I said, “The only wildlife you’ve had your eye trained on lately, Cleo, is homo sapiens, the male of the species.”

“True, true.” She smiled.

“There hasn’t been a cougar sighting since you’ve been here. Not in the last two years,” I said.

“There’s a whole variety of urban critters out there, believe me, Cleo. Our building was skunked last week,” said Lisa. “Little stripey guy got into the basement bin under the garbage chute. Quite the distinctive odor is skunk.”

“And speaking of distinctive odors,” said Ida. “How come the new CEO, Mr. Ferrari, isn’t here stuffing his face with butter cream bons bons like the rest of us? Boy, does he smell good.”

Jake polished his bald spot nervously and gave his mustache a little good luck tug. “Time management thing.”

“Yeah. The management ain’t got no time for us, eh?” joked Lisa.

“And what about the new girl?” Ida went on. “What’s her name again?”

“Penelope,” said Jake, perking up.

“How come she isn’t here either?” asked Ida.

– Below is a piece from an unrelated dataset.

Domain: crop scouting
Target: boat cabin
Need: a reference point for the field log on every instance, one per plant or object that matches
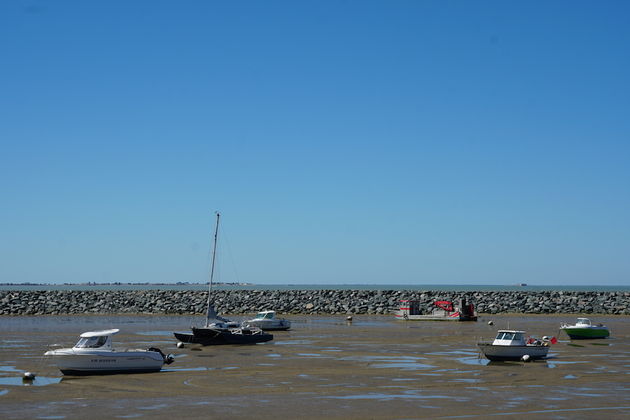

Cleo said, “You have to make a choice, Ida. It’s Penelope or Dinah. The office virgin has taken a disliking to poor Di.”

“I thought Ash was the office virgin,” piped up Ida.

“We don’t really know anything about Ash,” said Cleo, grinning and wiggling her eyebrows.

“Just to change the subject slightly, I wonder how Ian Trutch is going to go down with our Indian volunteers?” Lisa pondered.

“Lisa!” We all pounced. “You can’t say that. It’s so politically incorrect.”

“Oh jeez, you guys. Dots not feathers.”

We all sat back. “Oh…okay then.”

Dinah Nichols the eco-depressive. It was another one of the reasons I was seeing Thomas. And again, I liked to blame my mother for forcing me to absorb a lifetime of scientific data that promises nothing good.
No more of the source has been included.